What is your day to day role?

I am an owner and director of Spell. As a small business that can mean doing everything. But as we’ve grown and now have a very strong team, its more about overseeing every angle of the business.

This is everything from design decisions, to conceptualising our campaigns, to HR, social media and brand management.

Right now, I have been focusing a lot on ethics and sustainability in our business as it is very important to me and to our customers.

What do you see as the biggest change in the industry?

I think one of the biggest changes to the fashion industry is also one of the best changes. That is customer awareness around ethics and sustainability in an industry that has a lot to answer for.

Around 18 months ago, we started on our own ethics and sustainability journey and it’s been both humbling and very exciting.

When you’re a start up with no money, it’s often hard to put efforts in those areas when you’re struggling to survive.

But once you’re turning a profit, it becomes very apparent very quickly that you have to do every single thing you can to become part of the solution.

A year ago, we made a commitment that we wouldn’t be working with any factories which are not ethically accredited by a third party auditing body such as Sedex, WRAP, SAI or BSCI by July 2017.

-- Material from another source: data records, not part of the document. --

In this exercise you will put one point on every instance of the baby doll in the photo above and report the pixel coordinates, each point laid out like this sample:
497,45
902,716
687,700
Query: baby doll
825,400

We’ve worked closely with all our factories and we’re almost 100% there.

What do you see as the biggest change ahead?

This year we have turned our eye to building relationships with not-for- profit artisan groups who give back to the communities where our clothes are made. We are also striving for a more sustainable product through exploration of organics and natural dying techniques for our childrenswear category ’Spell and the Little Gypsies’.

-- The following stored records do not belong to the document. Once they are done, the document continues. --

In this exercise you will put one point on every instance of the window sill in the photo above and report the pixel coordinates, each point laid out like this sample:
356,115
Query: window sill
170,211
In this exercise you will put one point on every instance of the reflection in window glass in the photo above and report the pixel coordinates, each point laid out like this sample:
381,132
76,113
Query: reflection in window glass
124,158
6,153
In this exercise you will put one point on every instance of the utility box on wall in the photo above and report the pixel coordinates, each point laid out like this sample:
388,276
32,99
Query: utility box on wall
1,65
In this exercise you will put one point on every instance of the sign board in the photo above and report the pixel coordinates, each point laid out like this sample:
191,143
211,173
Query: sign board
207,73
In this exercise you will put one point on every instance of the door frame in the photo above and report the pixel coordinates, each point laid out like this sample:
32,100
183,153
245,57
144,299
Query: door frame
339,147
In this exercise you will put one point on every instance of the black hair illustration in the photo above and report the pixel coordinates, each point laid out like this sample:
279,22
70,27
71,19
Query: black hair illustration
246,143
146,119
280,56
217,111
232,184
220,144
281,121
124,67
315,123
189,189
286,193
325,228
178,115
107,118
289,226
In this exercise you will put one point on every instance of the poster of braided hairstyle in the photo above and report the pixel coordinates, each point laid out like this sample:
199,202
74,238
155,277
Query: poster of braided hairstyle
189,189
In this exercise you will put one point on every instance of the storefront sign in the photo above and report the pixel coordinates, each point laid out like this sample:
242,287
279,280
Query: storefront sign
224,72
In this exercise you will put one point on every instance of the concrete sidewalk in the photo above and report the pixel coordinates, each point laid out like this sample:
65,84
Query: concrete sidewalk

It’s still early days but it feels very powerful when even small changes you make as a business can have a huge impact in the world we live in. This year one of our focuses is not only making beautiful things that people want to buy, but proudly sharing the story of where they came from.

What is the most rewarding aspect?

New ideas and implementing them. Sometimes, I feel like the maestro conductor in front of a really talented and passionate orchestra. Like waving my hands and just watching all this incredible stuff be created from nothing; from designs, photoshoots, marketing concepts, storytelling.

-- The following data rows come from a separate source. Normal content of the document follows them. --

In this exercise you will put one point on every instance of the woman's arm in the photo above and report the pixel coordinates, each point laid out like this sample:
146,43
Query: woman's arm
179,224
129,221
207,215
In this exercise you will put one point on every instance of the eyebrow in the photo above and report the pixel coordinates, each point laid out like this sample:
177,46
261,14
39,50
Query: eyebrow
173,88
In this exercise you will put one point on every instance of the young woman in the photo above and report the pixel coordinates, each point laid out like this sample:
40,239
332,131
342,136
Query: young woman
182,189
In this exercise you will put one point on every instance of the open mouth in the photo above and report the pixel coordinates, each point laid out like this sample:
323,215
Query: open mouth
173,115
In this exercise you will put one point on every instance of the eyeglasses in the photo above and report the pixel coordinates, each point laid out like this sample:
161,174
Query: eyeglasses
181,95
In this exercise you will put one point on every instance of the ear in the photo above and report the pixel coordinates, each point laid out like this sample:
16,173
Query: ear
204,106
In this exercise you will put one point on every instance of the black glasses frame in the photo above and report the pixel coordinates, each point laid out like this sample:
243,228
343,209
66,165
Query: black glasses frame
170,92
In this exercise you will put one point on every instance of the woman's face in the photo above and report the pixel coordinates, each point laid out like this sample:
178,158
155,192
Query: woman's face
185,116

What about the most challenging?

Navigating rapid growth while still holding true to our core values of authenticity, family and community, generosity and responsibility.

Leading up to 2015, it felt like all the wheels were about to fall off so we actively slowed growth to put systems and management we needed in place.

But as we loosened the reigns and let the growth begin again in 2016, the speeding train just kind of took off again.
There have been some pretty monumental learning curves along the way – where do I even start?

Personally I’ve found that the best way to deal with them have been with fierce vulnerability and transparency to our customers.

What's your proudest moment at the company?

The proudest moments are watching the way my team come together as a family during challenges.

In those dark moments, when it feels like all hell is breaking loose, I see my team rise up like this incredibly beautiful phoenix and do the right thing for our customers and for our brand.

Those are the proud moments.

Winning the Telstra Business Awards last year was an amazing outward validation for all of us, but it’s those internal, private moments that get kind of etched in your memory as a business owner.